Дариан все эти дни лежал на кровати, не в силах пошевелиться, и состояние его можно описать как полусон-полуявь. Несколько раз ему приносили еду, но мальчик даже не смотрел на нее — горло сводило судорогой одна только мысль о глотке. Единственное, что он мог делать — так это пить воду, и потом снова без сил падал на кровать. Все семь лет его жизни мать постоянно была с ним, и оттого ее исчезновение вызывало просто-таки физическую боль и опустошенность, а страшные воспоминания о ее гибели были даже не кошмаром, а непреходящим бездонным ужасом.
И вот на четвертый день заточения Дариана дверь распахнулась, и в комнату даже не вошел — вбежал граф. Судя по его виду, он был не только расстроен, а вдобавок и всерьез испуган.
— Сынок! Как ты здесь, бедный мой мальчик? Совсем один, бедняжка...

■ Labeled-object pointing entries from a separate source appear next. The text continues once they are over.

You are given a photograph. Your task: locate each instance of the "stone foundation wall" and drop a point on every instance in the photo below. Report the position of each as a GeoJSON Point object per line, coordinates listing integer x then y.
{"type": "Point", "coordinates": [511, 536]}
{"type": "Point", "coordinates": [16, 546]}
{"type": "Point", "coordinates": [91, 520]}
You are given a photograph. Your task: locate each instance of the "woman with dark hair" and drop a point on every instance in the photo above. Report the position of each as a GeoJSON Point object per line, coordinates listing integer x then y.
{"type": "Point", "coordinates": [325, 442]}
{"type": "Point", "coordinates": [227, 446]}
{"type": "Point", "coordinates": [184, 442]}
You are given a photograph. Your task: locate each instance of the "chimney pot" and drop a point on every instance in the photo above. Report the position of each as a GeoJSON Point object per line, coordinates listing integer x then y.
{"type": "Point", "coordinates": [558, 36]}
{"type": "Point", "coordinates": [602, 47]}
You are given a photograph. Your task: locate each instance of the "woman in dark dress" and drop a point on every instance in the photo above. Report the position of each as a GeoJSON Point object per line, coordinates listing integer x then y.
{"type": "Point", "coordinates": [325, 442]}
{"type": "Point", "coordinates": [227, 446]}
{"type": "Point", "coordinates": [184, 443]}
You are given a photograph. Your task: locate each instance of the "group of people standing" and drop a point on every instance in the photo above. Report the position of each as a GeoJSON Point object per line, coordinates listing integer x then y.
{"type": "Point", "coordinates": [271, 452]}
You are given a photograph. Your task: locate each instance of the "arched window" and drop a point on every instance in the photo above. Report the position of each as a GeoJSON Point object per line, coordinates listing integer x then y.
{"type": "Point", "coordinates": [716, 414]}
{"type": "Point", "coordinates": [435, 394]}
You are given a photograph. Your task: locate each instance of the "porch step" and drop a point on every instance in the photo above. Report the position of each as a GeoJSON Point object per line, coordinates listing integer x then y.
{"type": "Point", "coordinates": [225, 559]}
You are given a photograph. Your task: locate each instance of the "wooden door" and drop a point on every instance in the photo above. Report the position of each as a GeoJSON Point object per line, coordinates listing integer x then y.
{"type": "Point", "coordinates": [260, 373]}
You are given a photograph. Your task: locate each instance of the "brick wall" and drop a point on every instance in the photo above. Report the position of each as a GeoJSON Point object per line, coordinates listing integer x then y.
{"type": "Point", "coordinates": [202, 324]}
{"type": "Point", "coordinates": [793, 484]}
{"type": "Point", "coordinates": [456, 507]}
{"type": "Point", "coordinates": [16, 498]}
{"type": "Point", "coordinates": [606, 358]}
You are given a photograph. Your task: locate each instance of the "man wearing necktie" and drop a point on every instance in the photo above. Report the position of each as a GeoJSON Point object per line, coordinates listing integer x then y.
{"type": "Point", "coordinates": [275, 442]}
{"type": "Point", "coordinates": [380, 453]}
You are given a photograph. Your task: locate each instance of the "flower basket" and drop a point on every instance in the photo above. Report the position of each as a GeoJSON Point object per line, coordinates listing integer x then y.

— Папа! — мальчик, преодолевая слабость, бросился на шею отцу. — Папа, она убила маму!..
— Знаю, сынок, знаю... Хочешь, я ее прогоню? Могу сделать это даже сегодня!
— Да, да... — Дариан прижался к отцу, и ему стало много легче. Папа... Пусть уже нет мамы, но зато рядом отец. Самый красивый, самый добрый, самый любящий... С ним отец, и отныне никто не даст Дариана в обиду! — Прогони ее, пожалуйста!.. И накажи! Так нельзя — убивать...
— Сынок, я тоже горюю о маме... Скажи, это она взяла из тайника камни Светлого Бога?
— Да... — всхлипнул Дариан. Вообще-то мама запретила ему об этом говорить хоть кому-то, но ведь папа, без сомнений, не входит в число обычных людей.
— Но...но... как она сумела открыть тайник?! Каким образом?! Это же невозможно! Она рассказывала тебе об этом?
— Мама все могла...
— Похоже на то... Но я этого не ожидал, никак не ожидал! Даже предположить не мог, что... А где они, эти камни, сейчас?
Дариан не отвечал. Было так хорошо обнимать отца и чувствовать его защиту! Они потом обо всем поговорят... Но отец был нетерпелив:
— Дариан, где камни?
— Там...
— Где? Да отвечай же!.. — судя по всему, терпения у графа было немного, а то, что имелось, уже подходило к концу, и, не выдержав, он сильно тряхнул сына. От этого у Дариана потемнело в глазах, боль отдалась звоном в ушах, и он непроизвольно схватился за голову.
— Больно!
— Извини, я не хотел. Где камни?
— Мама, когда достала камни из тайника, то спрятала их в свою прическу — начал было мальчик, но отца от этих слов чуть ли не перекосило
— Что — о?! — взревел граф, вскакивая на ноги. — Как это — в прическу?!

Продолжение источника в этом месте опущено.